Lei Wang, University of Wollongong, Australia
Learning SPD-matrix-based Representation for Visual Recognition
During the past several years, covariance matrices have been used as feature representation in multiple visual recognition tasks. This talk will report our recent work on learning and designing covariance and generic symmetric positive definite matrices to achieve better recognition. The first part of this talk presents a method called discriminative Stein kernel. It integrates class label information into the Stein kernel to adjust input covariance matrices to enhance its discriminative capability. The second part explores the sparsity structure among features to compute sparse inverse covariance matrix as representation, achieving better recognition performance in the case of high-dimensional features but small sample. The third part moves beyond covariance matrix to employ kernel matrix as feature representation and jointly learn it in deep learning framework via an end-to-end manner. This not only resolves the high dimensionality and small sample problems, but can also take advantage of the capability of kernel matrix in modelling nonlinear relationship among features. Comprehensive experimental study is conducted on visual classification tasks to demonstrate the efficacy and advantage of the proposed methods over the comparable ones in the literature.

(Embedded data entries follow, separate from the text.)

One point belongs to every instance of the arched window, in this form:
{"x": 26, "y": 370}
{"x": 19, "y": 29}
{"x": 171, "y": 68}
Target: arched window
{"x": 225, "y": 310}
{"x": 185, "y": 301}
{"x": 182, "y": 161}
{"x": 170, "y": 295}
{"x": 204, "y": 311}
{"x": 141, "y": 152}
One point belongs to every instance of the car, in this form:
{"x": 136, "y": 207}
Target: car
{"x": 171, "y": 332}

Lei Wang received his PhD degree from Nanyang Technological University, Singapore in 2004. He is now Associate Professor at School of Computing and Information Technology of University of Wollongong, Australia. His research interests include machine learning, pattern recognition, and computer vision. Lei Wang has published 150+ peer-reviewed papers, including those in highly regarded journals and conferences such as IEEE TPAMI, IJCV, CVPR, ICCV and ECCV, etc.. He was awarded the Early Career Researcher Award by Australian Academy of Science and Australian Research Council. He served as the General Co-Chair of DICTA 2014 and on the Technical Program Committees of 20+ international conferences and workshops. Lei Wang is senior member of IEEE.
Thomas Bräunl, The University of Western Australia
Cars: From Zero Emission to Zero Accidents?

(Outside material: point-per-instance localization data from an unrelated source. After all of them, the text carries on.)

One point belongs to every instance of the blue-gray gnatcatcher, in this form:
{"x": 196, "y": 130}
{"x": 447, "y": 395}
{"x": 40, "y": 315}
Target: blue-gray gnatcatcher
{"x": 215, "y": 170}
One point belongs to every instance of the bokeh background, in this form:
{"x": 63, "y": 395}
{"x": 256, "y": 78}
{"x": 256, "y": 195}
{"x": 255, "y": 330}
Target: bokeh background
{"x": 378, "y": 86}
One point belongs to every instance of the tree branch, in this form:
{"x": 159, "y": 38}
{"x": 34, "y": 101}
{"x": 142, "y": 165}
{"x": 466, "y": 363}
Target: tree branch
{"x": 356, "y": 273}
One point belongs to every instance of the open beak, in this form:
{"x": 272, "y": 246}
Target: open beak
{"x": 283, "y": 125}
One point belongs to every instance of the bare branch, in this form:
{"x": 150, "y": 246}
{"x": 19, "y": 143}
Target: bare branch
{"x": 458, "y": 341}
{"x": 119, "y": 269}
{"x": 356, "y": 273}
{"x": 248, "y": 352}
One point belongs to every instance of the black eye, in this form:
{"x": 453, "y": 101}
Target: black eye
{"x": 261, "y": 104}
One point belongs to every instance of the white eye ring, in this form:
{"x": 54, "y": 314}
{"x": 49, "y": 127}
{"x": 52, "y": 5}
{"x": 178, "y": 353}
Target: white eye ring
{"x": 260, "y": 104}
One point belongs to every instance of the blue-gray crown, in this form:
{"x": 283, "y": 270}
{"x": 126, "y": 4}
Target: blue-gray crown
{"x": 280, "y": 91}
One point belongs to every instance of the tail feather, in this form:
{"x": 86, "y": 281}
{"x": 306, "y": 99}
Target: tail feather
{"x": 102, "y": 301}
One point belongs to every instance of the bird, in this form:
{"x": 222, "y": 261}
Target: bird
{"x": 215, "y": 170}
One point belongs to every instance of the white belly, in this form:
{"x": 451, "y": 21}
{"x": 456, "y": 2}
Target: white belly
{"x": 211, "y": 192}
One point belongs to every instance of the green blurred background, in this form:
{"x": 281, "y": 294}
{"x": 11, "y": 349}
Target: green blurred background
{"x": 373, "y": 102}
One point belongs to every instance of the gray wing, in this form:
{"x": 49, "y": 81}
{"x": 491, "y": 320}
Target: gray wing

This talk covers the three major revolutions currently happening in the Automotive industry: Connected Vehicles, Electric Vehicles, and Autonomous Driving Connected vehicles are already there and electric vehicles are coming to the market in larger numbers. Autonomous vehicles are still part of ongoing research by automotive companies and IT companies alike. This talk will present future trends in the automotive industry together with work that is currently being conducted at UWA's Renewable Energy Vehicle Project (REV).
Thomas Bräunl directs the Renewable Energy Vehicle Project (REV) as well as the Robotics & Automation Lab at The University of Western Australia. He performed several Electric Vehicle conversions, including a Lotus Elise, Hyundai Getz, a Sea-Doo Jet-Ski, and operates one of Western Australia’s largest EV charging networks with 24 AC and DC stations.

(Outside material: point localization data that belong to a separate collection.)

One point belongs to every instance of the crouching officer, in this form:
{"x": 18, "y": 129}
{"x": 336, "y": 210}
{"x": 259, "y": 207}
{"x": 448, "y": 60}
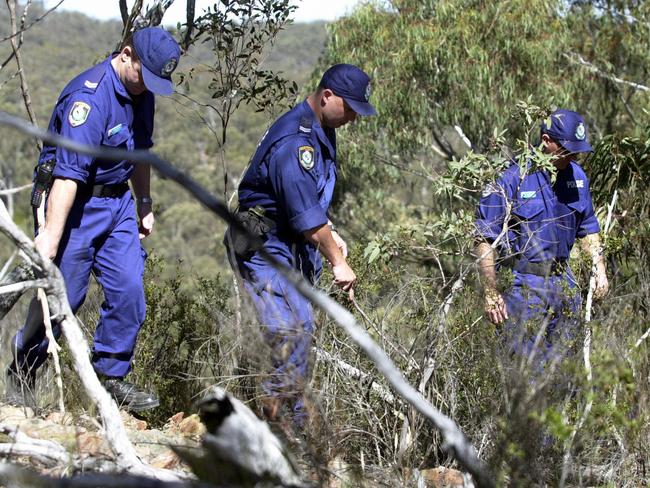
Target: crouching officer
{"x": 91, "y": 223}
{"x": 543, "y": 220}
{"x": 284, "y": 198}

He developed two autonomous vehicles based on a BMW X5 and a Formula-SAE-Electric car, linking Lidar and vision sensors. His research concentrates on deep learning methods for autonomous driving and hardware-in-the-loop simulations of autonomous vehicles. Thomas Bräunl has held academic positions at Univ. Stuttgart, TU Munich and Santa Clara Univ., as well as industry positions with Daimler/Mercedes-Benz, BMW Germany, BMW Technology of North America, and served as Technical Director of the West Australian Electric Vehicle Trial.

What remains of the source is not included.